In recognition of her work, Bell has received the Prince Albert II de Monaco/Institut Pasteur Award, the Rosenblith New Investigator Award, and the NIH Outstanding New Environmental Scientist (ONES) Award. In 2019, she was elected to the Connecticut Academy of Science and Engineering. She was also identified as one of the world’s most highly cited researchers (top 1 percent).
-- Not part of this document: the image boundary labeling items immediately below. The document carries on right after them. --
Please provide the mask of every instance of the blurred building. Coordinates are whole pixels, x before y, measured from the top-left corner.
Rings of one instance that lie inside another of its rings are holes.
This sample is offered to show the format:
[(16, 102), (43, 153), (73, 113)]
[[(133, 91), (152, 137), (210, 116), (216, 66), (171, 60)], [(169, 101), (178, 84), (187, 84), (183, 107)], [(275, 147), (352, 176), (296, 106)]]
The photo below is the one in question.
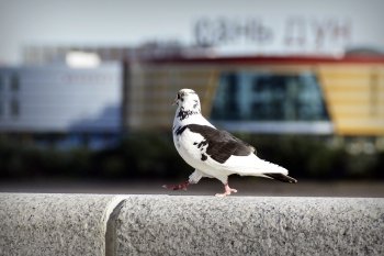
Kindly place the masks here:
[(0, 132), (59, 136), (66, 144), (122, 131), (123, 67), (65, 65), (0, 68)]
[(181, 88), (230, 131), (384, 135), (381, 56), (162, 58), (127, 65), (131, 129), (168, 129)]
[(379, 54), (224, 57), (210, 48), (148, 43), (136, 49), (29, 47), (24, 60), (0, 68), (5, 134), (97, 140), (169, 131), (177, 91), (191, 88), (203, 114), (229, 131), (384, 136)]

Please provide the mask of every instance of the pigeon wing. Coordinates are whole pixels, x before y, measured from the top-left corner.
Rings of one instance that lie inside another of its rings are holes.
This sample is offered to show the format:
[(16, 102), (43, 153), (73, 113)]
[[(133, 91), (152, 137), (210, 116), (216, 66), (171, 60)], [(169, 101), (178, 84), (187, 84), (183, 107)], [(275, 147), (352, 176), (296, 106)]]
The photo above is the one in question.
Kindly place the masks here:
[(248, 156), (255, 153), (255, 147), (226, 131), (199, 124), (189, 124), (188, 129), (204, 137), (205, 143), (207, 144), (206, 154), (221, 164), (224, 164), (233, 155)]

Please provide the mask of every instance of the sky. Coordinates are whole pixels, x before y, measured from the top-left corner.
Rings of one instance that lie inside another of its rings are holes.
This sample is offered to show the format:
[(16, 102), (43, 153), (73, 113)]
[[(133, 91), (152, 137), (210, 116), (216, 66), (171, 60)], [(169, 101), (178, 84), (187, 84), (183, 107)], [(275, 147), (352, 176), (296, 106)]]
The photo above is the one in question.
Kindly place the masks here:
[[(203, 34), (221, 38), (215, 44), (223, 54), (383, 47), (383, 10), (382, 0), (0, 0), (0, 64), (21, 63), (29, 45), (136, 46), (154, 40), (191, 45), (199, 21), (207, 24)], [(225, 37), (234, 27), (237, 34)]]

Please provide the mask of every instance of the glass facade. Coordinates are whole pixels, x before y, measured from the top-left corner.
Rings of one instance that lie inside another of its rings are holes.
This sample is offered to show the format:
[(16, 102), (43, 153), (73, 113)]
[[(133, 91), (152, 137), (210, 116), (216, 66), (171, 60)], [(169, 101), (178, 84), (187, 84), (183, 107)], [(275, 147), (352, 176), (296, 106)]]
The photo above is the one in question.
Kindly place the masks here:
[(316, 76), (236, 71), (222, 74), (214, 121), (329, 121)]

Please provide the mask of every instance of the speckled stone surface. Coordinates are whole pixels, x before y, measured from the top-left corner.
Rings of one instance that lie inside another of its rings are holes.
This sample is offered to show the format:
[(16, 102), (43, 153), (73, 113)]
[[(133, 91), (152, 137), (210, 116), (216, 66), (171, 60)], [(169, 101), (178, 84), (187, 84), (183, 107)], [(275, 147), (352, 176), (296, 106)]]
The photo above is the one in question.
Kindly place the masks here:
[(112, 198), (0, 193), (0, 255), (105, 255)]
[(384, 199), (132, 196), (117, 255), (384, 255)]

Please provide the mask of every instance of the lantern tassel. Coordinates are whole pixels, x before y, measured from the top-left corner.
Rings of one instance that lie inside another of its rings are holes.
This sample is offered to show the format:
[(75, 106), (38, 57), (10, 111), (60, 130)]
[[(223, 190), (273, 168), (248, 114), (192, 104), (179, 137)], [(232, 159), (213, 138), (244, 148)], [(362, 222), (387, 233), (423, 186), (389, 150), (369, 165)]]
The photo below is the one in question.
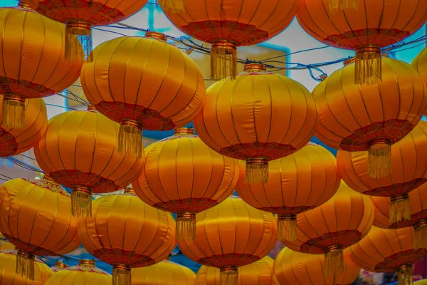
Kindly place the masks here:
[(89, 188), (75, 187), (71, 192), (71, 212), (79, 218), (92, 217), (92, 192)]
[(196, 214), (186, 212), (176, 214), (176, 239), (189, 242), (196, 239)]
[(211, 77), (221, 80), (237, 76), (237, 46), (227, 41), (212, 43), (211, 48)]
[(131, 272), (130, 266), (128, 265), (115, 265), (112, 268), (112, 285), (130, 285)]
[(238, 281), (237, 266), (224, 266), (220, 269), (219, 285), (237, 285)]
[(119, 153), (137, 157), (142, 157), (144, 154), (142, 128), (137, 122), (133, 120), (122, 122), (119, 128), (117, 148)]
[(371, 142), (368, 150), (368, 174), (371, 178), (380, 178), (391, 172), (391, 144), (387, 140)]
[(3, 98), (3, 123), (6, 128), (25, 128), (25, 98), (16, 95)]
[(34, 280), (35, 255), (23, 250), (16, 254), (16, 274), (30, 280)]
She holds degrees from the Massachusetts Institute of Technology, Stanford University and Johns Hopkins University, and is on track to soon complete a master’s degree in philosophy from the University of Edinburgh.
“I take interdisciplinary work very seriously; it’s what attracted me to come to Yale,” Bell says.  “I also deeply appreciate that YSE is a place where we use science to make real-world impact to create a better world.”
PUBLISHED: October 19, 2020
Note: Yale School of the Environment (YSE) was formerly known as the Yale School of Forestry & Environmental Studies (F&ES). News articles posted prior to July 1, 2020, refer to the School's name at that time.